Michael Morris writes distinctly Southern tales in Blue Moon
by Mandy Shunnarah • January 11, 2013 @ 6:00am
From the tradition of oral history to preserving Southern heritage, local author Michael Morris discusses life as a Southern writer.
It’s not every day you hear that your grandfather had a cousin shipped to his country store in a crate—especially if the reason for the odd mode of transportation was that the man had been accused of a murder he didn’t commit. Yet this is precisely the story that local author Michael Morris grew up hearing.
Now his grandfather’s age-old story has been rejuvenated in the publication of Morris’ most recent novel, Man in the Blue Moon.

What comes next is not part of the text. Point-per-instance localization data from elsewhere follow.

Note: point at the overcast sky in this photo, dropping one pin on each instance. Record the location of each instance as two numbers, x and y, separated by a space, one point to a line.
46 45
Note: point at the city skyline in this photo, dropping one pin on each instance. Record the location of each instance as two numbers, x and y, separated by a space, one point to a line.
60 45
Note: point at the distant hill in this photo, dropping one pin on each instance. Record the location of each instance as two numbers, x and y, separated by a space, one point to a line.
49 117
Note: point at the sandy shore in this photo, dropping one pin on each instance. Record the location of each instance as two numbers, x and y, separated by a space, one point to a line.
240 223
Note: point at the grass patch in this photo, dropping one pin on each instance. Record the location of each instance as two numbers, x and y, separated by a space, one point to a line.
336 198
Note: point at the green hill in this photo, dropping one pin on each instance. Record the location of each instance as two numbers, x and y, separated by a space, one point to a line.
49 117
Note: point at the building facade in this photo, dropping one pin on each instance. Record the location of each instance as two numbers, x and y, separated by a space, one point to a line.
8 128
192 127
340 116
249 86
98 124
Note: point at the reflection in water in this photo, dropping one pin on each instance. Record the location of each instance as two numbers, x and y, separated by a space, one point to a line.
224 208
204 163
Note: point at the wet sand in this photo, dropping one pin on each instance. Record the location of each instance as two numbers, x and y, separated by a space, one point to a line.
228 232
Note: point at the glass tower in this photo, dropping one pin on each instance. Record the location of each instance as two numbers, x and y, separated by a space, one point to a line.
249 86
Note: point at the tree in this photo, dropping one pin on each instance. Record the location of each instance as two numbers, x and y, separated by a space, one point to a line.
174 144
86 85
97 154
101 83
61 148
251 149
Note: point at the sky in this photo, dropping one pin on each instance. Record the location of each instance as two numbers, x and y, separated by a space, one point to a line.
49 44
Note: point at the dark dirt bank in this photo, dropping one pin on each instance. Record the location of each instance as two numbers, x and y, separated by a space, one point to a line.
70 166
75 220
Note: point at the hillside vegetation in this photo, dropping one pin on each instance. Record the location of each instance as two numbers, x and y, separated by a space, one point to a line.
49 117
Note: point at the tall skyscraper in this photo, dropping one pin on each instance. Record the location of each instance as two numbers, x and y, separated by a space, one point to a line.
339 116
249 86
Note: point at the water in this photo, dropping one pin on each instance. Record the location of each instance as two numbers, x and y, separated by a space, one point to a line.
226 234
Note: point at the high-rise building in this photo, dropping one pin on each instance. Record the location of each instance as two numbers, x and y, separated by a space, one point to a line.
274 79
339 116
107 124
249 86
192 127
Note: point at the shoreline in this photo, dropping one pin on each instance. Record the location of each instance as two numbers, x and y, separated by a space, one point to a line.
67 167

Set in 1918, the novel is Morris’ first work of historical fiction.
“I started writing the novel when my Grandpa was 99. I recorded him telling what life was like in rural Apalachicola, Florida back then. It was like the Wild West. He saw a man get shot in the head for stealing cattle, and saw his brother get into a duel over moonshine,” said Morris.
In writing Man in the Blue Moon, Morris discovered that he enjoyed the research process of writing historical fiction, and his grandfather’s stories influenced him to include personal elements in his novels.
“All of my novels have a sliver of something personal in them. Whether it’s a story that my grandfather told me or something I experienced myself, like watching my mother flee from domestic violence or being raised by my grandparents, the personal is present in my writing,” Morris said.
Morris’ grandparents also influenced the theme of holding onto family land seen in Man in the Blue Moon.
“When living in North Carolina, I saw areas developing so fast that shopping centers were built on top of farm land. My grandparents always said to never sell family land if you didn’t have to. In selling the land, you lose a part of your heritage,” explained Morris.
Similarly, Morris noted that attempted to change a Southern accent has the same effect. At one point, Morris tried to extinguish his own Southern drawl, but came to embrace his accent after hearing Southern writer Lee Smith on NPR on afternoon.
Likened to Flannery O’Connor and praised by Pat Conroy, Morris enjoys being in the ranks of legendary Southern writers.
“I could write other things, but I’ll stay in the South because it’s what I love and what I know. I’m a Southerner at heart and I’m not running from that,” said Morris.